Lim Chwee Teck is a Professor of Bioengineering at the National University of Singapore. His research interest is in micro- and nanobiotechnology. Prof Lim has authored more than 200 journal papers and delivered more than 190 invited talks. He has also won several awards and honors including the Wall Street Journal Asian Innovation Award (finalist), TechVenture Most Disruptive Innovation Award and Asian Entrepreneurship Award in 2012, President's Technology Award in 2011 and IES Prestigious Engineering Achievement Award in 2010. His research was featured by the MIT Technology Review magazine as one of the top ten emerging technologies of 2006 that will “have a significant impact on business, medicine or culture”.

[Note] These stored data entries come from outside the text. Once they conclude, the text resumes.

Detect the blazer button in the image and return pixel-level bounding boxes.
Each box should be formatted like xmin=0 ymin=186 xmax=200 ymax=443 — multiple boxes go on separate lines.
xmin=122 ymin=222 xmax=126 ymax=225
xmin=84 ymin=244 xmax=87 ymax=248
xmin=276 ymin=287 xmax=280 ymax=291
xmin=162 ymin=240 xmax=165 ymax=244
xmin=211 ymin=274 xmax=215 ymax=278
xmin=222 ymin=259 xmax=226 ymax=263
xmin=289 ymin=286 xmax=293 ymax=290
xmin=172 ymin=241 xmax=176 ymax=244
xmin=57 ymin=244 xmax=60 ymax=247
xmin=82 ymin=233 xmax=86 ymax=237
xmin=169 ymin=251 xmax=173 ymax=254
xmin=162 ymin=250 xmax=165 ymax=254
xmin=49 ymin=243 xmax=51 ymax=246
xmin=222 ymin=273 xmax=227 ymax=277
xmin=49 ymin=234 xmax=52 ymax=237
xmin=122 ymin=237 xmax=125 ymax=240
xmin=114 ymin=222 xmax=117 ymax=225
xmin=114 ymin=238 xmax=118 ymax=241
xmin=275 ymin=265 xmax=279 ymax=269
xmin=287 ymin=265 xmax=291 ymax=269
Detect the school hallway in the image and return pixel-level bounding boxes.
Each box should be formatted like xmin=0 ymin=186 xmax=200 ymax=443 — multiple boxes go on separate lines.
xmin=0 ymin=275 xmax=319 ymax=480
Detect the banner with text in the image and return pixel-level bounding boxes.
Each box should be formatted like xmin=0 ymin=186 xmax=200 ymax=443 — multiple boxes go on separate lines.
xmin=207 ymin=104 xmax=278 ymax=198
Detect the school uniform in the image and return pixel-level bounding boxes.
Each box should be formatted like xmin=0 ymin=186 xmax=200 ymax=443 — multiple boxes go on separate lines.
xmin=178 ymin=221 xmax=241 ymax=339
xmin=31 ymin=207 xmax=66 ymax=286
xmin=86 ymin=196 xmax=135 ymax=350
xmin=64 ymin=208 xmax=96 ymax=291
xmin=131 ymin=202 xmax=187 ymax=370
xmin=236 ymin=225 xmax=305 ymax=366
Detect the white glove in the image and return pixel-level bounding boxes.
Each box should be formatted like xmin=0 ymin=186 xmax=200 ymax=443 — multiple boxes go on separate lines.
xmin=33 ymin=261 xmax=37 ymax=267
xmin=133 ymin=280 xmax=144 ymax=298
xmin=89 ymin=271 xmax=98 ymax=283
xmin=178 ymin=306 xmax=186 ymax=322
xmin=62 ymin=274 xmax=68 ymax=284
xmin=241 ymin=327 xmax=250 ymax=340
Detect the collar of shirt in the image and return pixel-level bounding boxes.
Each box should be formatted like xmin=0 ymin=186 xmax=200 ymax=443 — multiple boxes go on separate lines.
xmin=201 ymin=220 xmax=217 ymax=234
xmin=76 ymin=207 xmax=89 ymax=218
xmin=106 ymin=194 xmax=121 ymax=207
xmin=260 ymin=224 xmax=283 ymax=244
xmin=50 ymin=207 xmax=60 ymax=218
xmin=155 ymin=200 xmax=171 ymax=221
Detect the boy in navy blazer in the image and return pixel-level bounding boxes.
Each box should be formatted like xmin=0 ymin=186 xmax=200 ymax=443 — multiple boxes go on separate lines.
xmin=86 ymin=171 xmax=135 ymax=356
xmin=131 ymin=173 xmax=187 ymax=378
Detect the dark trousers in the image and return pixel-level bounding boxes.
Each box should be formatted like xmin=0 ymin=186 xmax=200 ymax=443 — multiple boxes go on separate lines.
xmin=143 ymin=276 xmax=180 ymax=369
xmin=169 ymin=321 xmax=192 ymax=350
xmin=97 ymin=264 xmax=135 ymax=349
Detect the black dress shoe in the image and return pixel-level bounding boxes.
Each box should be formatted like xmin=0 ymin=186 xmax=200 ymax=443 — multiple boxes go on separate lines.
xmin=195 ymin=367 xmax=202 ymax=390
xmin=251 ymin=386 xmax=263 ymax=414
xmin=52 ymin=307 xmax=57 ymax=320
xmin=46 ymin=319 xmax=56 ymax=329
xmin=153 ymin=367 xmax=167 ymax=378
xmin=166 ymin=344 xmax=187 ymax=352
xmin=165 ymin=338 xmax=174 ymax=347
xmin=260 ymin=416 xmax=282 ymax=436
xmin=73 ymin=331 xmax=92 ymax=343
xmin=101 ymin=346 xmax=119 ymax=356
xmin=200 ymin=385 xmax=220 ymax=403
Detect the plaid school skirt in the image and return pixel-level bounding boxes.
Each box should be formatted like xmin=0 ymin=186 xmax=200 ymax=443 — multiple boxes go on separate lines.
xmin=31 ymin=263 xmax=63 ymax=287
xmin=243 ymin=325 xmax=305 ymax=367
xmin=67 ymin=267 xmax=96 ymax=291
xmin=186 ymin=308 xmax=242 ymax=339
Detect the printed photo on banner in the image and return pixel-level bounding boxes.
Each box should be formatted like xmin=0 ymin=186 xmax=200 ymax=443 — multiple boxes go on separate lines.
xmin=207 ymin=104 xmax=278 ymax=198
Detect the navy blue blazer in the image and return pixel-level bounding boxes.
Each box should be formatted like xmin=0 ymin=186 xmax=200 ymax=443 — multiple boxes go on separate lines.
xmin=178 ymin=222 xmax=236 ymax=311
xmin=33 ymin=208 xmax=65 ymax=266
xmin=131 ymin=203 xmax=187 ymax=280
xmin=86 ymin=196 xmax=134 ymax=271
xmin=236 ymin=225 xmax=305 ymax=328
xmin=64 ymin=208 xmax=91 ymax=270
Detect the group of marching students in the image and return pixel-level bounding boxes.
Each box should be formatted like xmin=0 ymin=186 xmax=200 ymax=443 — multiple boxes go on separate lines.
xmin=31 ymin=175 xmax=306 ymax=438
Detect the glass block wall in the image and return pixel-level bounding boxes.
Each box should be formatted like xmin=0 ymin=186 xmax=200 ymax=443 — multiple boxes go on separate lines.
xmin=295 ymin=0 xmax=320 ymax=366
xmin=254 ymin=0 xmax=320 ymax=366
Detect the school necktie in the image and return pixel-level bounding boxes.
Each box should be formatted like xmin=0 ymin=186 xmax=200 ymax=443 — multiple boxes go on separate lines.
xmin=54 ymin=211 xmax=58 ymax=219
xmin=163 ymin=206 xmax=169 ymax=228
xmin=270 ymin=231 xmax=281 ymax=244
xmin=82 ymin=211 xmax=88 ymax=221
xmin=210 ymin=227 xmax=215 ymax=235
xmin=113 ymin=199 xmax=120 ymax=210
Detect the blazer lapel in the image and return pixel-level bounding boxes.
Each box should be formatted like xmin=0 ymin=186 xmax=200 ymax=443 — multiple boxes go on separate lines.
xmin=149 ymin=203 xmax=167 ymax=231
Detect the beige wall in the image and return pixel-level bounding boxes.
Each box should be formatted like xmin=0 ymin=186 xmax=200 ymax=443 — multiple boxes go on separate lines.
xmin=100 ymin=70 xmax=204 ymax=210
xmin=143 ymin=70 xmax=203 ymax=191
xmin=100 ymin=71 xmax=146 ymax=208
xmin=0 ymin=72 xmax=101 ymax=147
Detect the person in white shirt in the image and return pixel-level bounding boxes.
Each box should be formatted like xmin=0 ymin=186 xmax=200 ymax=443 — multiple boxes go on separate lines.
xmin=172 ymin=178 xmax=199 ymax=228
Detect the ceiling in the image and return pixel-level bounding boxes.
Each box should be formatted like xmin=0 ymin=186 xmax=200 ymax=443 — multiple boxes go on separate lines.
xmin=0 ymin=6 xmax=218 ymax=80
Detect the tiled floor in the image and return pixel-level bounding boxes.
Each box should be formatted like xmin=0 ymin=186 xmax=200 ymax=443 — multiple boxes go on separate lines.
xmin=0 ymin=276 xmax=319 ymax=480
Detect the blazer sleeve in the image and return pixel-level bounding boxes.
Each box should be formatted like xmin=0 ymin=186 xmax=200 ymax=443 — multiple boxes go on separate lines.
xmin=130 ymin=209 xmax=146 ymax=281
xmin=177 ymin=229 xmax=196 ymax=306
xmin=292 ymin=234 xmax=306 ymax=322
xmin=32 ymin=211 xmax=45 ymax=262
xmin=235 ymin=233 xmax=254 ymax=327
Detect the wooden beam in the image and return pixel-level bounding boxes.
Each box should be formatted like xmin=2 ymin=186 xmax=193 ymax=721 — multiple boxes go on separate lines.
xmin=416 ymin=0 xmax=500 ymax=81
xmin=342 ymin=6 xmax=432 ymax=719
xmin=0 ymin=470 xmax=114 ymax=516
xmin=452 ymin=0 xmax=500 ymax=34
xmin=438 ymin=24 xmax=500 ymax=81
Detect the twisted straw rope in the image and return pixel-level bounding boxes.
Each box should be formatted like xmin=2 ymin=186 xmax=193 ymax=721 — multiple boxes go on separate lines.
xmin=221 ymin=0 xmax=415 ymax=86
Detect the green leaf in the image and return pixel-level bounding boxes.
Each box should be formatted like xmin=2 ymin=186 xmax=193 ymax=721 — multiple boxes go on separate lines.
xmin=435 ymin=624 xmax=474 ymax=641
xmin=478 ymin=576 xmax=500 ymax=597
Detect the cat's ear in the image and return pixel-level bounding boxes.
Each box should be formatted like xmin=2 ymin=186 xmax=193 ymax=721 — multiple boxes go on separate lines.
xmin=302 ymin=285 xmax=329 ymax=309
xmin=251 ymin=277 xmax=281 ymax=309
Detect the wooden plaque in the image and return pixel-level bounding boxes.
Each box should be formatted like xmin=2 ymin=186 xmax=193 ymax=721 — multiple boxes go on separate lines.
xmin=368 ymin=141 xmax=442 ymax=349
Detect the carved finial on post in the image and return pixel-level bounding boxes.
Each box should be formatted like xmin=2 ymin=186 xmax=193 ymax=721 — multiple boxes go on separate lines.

Kian Ping Loh is a Professor and also Department Head of Chemistry at the National University of Singapore. He works on functional carbon materials research and focuses on solar cell, optical and biomedical applications of diamond and graphene. The expertise in his group includes large area fabrication of graphene films by chemical vapor deposition, synthesis of solution-processed and printable graphene electronics. He has published more than 250 journal papers including in Nature Communications, Nature Nanotechnology and Nature Photonics. Prof Loh has received numerous awards including the Faculty Young Scientist Award 2007, University Young Scientist Award 2008, Faculty Outstanding Scientist Award in 2011 and the University Outstanding Researcher Award 2012.He has an established track record on functional carbon materials research, focusing on solar cell and optical applications of diamond and graphene. The expertise of his group ranges from optical studies of advanced functional carbon materials, design and synthesis of organic dyes, molecular electronics to solar cells and surface science. The expertise in his group now includes the large area fabrication of graphene films by chemical vapor deposition, synthesis of solution-processed and printable graphene electronics, synthesis of organic dye-derivatized graphene, graphene-titania composites, with a view towards applications in solar cells.

Breakthroughs in his research include the fabrication of organic solar cell on transparent and conducting, large area graphene electrodes, and the first demonstration of wide band mode locking on atomic layer graphene. He has won the University Young Researcher Award in 2008 and the Outstanding Chemist Award in 2009.

Priscilla Kailian Ang obtained her Doctor of Philosophy and Bachelor of Science degree (First Class Honours) in Chemistry from the National University of Singapore in 2012 and 2008, respectively. She received the Outstanding Undergraduate Researcher Prize in 2008. She has worked with Professor Kian Ping Loh and Professor Chwee Teck Lim on developing dual-mode optical and electrical detection for toxic haemolytic agents and diseased cells on carbon platforms such as diamond and graphene. Her research interests focus on understanding the intricate interfacial interaction between graphene and biological entities and incorporating graphene in biomedical applications for the advancement of medical science.

Jacky Wong Cheng Lee obtained his Bachelor of Engineering degree (Upper Second Class Honours) in Bioengineering from the National University of Singapore in 2009. He is currently a graduate student under the NUS Graduate School for Integrative Sciences and Engineering program. He has won the Most Innovative Undergraduate Bioengineering Design Award in 2007 and the Engineering Innovation and Research Award in 2009. He has authored 8 peer-reviewed articles and 6 conference abstracts. His research interests include microfluidics cell separation for elucidating intrinsic heterogeneity in complex cell populations and nano-materials for improving stem cell differentiation for various tissue engineering applications.